Of course there’s lots of things we would not want to (or cannot) fund, so I’ll focus on things which I would not want to fund, but which someone reading this might have been interested in supporting or applying for.
Organisations or individuals seeking influence, unless they have a clear plan for how to use that influence to improve the long-term future, or I have an exceptionally high level of trust in them
This comes up surprisingly often. A lot of think-tanks and academic centers fall into this trap by default. A major way in which non-profits sustain themselves is by dealing in prestige: universities selling naming rights being a canonical example. It’s also pretty easy to justify to oneself: of course you have to make this one sacrifice of your principles, so you can do more good later, etc.
I’m torn on this because gaining leverage can be a good strategy, and indeed it seems hard to see how we’ll solve some major problems without individuals or organisations pursuing this. So I wouldn’t necessarily discourage people from pursuing this path, though you might want to think hard about whether you’ll be able to avoid value drift. But there’s a big information asymmetry as a donor: if someone is seeking support for something that isn’t directly useful now, with the promise of doing something useful later, it’s hard to know if they’ll follow through on that.

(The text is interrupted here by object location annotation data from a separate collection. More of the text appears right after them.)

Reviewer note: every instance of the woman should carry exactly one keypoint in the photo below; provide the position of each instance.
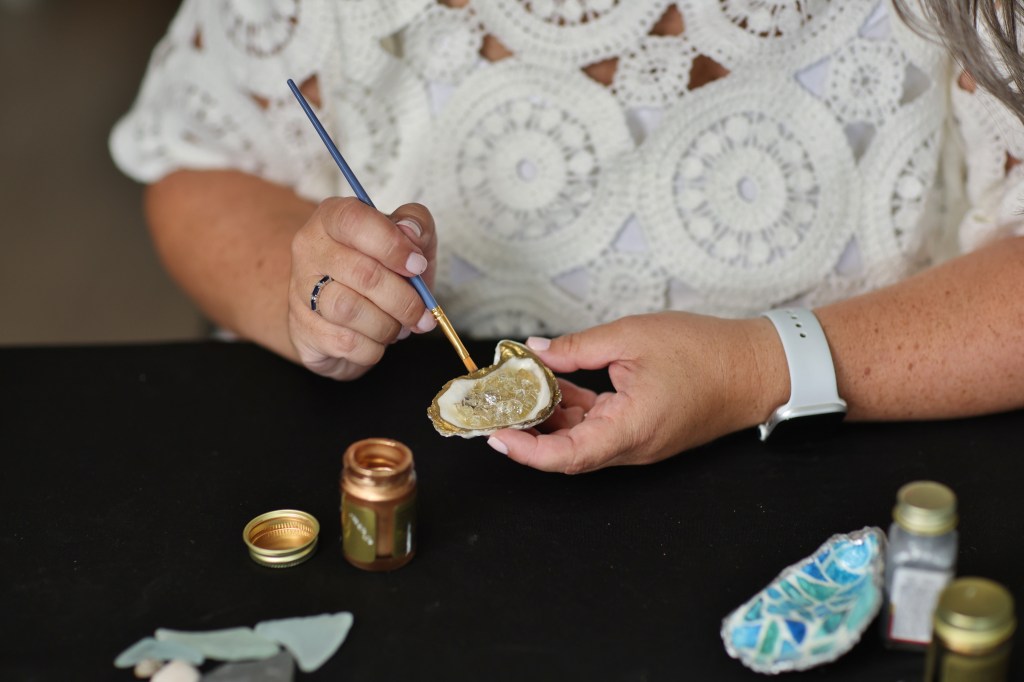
(588, 161)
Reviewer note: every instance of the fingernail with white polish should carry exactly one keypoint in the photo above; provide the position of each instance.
(427, 322)
(416, 263)
(411, 227)
(538, 343)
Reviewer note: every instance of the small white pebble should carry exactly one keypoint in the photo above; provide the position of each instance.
(176, 671)
(146, 668)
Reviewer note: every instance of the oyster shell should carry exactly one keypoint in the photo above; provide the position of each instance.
(516, 391)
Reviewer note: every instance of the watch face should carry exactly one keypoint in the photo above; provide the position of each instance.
(805, 431)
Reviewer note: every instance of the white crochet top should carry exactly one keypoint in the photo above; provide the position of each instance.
(838, 154)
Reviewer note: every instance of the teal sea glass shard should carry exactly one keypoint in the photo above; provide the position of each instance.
(808, 616)
(311, 640)
(279, 668)
(228, 644)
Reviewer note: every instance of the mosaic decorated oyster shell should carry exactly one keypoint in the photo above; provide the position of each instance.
(516, 391)
(815, 610)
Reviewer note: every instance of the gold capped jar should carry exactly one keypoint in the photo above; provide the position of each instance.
(974, 623)
(378, 504)
(921, 559)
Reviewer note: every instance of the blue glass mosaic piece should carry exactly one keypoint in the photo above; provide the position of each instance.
(815, 610)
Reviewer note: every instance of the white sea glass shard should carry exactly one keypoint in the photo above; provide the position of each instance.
(227, 644)
(147, 647)
(815, 610)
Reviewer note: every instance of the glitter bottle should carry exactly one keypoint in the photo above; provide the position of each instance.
(921, 559)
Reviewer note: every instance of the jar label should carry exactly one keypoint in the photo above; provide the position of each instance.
(911, 603)
(404, 527)
(358, 531)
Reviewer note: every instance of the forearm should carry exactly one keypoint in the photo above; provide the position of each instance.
(225, 237)
(948, 342)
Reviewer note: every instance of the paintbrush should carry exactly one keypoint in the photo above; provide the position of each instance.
(417, 281)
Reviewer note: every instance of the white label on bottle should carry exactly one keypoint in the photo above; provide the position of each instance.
(914, 593)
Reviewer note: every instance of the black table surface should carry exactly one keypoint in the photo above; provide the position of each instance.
(129, 472)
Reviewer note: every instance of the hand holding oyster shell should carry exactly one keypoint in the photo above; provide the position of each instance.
(517, 391)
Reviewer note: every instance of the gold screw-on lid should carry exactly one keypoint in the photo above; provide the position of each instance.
(974, 615)
(282, 539)
(926, 508)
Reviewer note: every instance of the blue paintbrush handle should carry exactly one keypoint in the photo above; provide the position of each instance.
(417, 281)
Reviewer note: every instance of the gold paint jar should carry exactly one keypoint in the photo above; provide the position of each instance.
(974, 625)
(378, 504)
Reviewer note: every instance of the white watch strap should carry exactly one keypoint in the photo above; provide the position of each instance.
(812, 375)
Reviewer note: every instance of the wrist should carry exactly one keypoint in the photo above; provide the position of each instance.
(763, 379)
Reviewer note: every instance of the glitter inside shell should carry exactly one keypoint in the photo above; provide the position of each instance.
(517, 391)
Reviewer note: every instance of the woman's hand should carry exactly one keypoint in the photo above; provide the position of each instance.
(369, 302)
(680, 380)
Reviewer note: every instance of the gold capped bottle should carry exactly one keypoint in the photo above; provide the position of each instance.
(973, 633)
(921, 559)
(378, 504)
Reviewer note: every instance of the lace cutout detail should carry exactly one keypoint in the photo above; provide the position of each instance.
(569, 33)
(382, 137)
(865, 81)
(655, 73)
(265, 43)
(806, 170)
(787, 34)
(624, 284)
(733, 198)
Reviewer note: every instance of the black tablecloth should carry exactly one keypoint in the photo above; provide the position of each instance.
(129, 472)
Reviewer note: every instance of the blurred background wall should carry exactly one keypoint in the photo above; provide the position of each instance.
(76, 263)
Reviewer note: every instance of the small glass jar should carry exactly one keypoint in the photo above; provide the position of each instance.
(921, 559)
(973, 629)
(378, 504)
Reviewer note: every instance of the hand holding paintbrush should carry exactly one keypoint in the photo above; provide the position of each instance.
(315, 303)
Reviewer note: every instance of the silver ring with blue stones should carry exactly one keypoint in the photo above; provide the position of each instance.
(314, 296)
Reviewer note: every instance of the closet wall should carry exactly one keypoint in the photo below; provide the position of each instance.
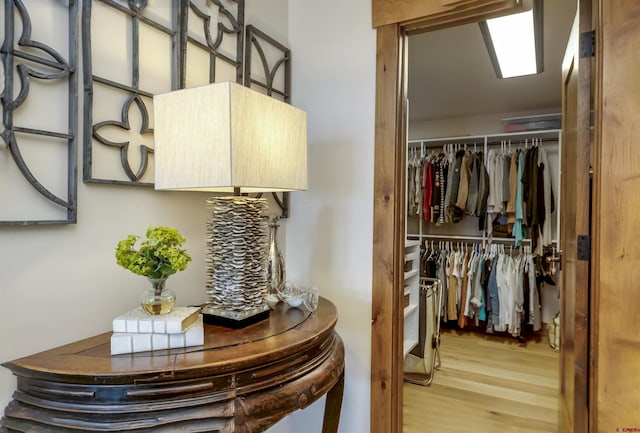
(490, 135)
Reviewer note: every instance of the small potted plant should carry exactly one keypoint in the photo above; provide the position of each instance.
(157, 257)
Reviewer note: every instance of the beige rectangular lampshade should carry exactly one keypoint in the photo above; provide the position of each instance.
(224, 135)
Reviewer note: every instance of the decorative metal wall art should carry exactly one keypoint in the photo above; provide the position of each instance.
(173, 44)
(37, 157)
(268, 70)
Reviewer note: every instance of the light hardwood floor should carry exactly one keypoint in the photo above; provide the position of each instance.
(487, 385)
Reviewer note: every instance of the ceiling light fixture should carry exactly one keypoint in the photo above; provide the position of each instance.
(515, 42)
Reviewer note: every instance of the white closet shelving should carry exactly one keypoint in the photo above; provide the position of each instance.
(411, 294)
(467, 230)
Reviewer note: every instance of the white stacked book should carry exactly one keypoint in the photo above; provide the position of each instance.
(137, 331)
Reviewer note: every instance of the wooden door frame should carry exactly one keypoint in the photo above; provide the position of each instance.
(393, 25)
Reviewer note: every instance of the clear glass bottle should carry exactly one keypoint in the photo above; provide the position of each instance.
(158, 299)
(276, 274)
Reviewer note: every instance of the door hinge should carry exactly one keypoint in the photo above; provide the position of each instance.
(584, 247)
(587, 44)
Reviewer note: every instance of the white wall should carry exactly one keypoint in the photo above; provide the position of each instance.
(61, 283)
(329, 237)
(470, 125)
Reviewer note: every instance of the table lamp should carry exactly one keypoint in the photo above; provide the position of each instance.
(224, 137)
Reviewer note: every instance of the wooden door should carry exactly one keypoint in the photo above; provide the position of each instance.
(393, 19)
(574, 225)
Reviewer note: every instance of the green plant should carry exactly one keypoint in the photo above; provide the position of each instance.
(156, 257)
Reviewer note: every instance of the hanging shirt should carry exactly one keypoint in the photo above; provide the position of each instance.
(427, 190)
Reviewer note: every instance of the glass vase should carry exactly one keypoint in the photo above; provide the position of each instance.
(158, 299)
(276, 275)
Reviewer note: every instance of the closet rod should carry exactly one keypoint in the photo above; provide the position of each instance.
(465, 238)
(518, 141)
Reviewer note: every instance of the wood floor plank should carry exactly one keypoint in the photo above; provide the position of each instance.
(487, 384)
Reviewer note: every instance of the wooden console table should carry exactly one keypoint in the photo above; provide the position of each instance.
(239, 381)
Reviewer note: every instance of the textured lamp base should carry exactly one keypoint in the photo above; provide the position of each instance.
(220, 316)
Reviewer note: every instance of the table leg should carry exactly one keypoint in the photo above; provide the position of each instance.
(332, 406)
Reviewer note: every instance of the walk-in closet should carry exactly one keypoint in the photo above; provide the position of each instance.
(482, 284)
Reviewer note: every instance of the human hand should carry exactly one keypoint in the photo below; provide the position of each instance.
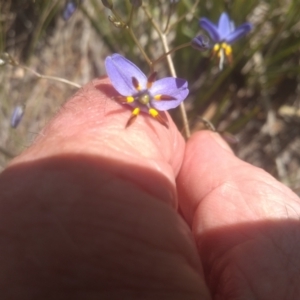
(89, 211)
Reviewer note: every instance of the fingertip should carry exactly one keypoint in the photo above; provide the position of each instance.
(207, 157)
(91, 123)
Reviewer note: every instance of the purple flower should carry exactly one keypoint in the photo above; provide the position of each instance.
(69, 9)
(223, 35)
(142, 93)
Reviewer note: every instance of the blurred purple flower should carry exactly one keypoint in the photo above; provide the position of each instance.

Movement building that increases quantity but reduces quality or diversity. The initial composition of a community has a big effect on its long-term composition: people tend to recruit people like themselves. The long-termist community is still relatively small, so we can have a substantial effect on the current (and therefore long-term) composition now.
So when I look for whether to fund a movement building intervention, I don’t just ask if it’ll attract enough good people to be worth the cost, but also whether the intervention is sufficiently targeted. This is a bit counterintuitive, and certainly in the past (e.g. when I was running student groups) I tended to assume that bigger was always better.
That said, the details really matter here. For example, AI risk is already in the public conscience, but most people have only been exposed to terrible low-quality articles about it. So I like Robert Miles YouTube channel since it’s a vastly better explanation of AI risk than most people will have come across. I still think most of the value will come from a small percentage of people who seriously engage with it, but I expect it to be positive or at least neutral for the vast majority of viewers.
Of course there’s lots of things we would not want to (or cannot) fund, so I’ll focus on things which I would not want to fund, but which someone reading this might have been interested in supporting or applying for.
Organisations or individuals seeking influence, unless they have a clear plan for how to use that influence to improve the long-term future, or I have an exceptionally high level of trust in them
This comes up surprisingly often. A lot of think-tanks and academic centers fall into this trap by default. A major way in which non-profits sustain themselves is by dealing in prestige: universities selling naming rights being a canonical example. It’s also pretty easy to justify to oneself: of course you have to make this one sacrifice of your principles, so you can do more good later, etc.
I’m torn on this because gaining leverage can be a good strategy, and indeed it seems hard to see how we’ll solve some major problems without individuals or organisations pursuing this. So I wouldn’t necessarily discourage people from pursuing this path, though you might want to think hard about whether you’ll be able to avoid value drift. But there’s a big information asymmetry as a donor: if someone is seeking support for something that isn’t directly useful now, with the promise of doing something useful later, it’s hard to know if they’ll follow through on that.
Movement building that increases quantity but reduces quality or diversity. The initial composition of a community has a big effect on its long-term composition: people tend to recruit people like themselves. The long-termist community is still relatively small, so we can have a substantial effect on the current (and therefore long-term) composition now.
So when I look for whether to fund a movement building intervention, I don’t just ask if it’ll attract enough good people to be worth the cost, but also whether the intervention is sufficiently targeted. This is a bit counterintuitive, and certainly in the past (e.g. when I was running student groups) I tended to assume that bigger was always better.
That said, the details really matter here. For example, AI risk is already in the public conscience, but most people have only been exposed to terrible low-quality articles about it. So I like Robert Miles YouTube channel since it’s a vastly better explanation of AI risk than most people will have come across. I still think most of the value will come from a small percentage of people who seriously engage with it, but I expect it to be positive or at least neutral for the vast majority of viewers.
I agree that both of these are among the top 5 things that I’ve encountered that make me unexcited about a grant.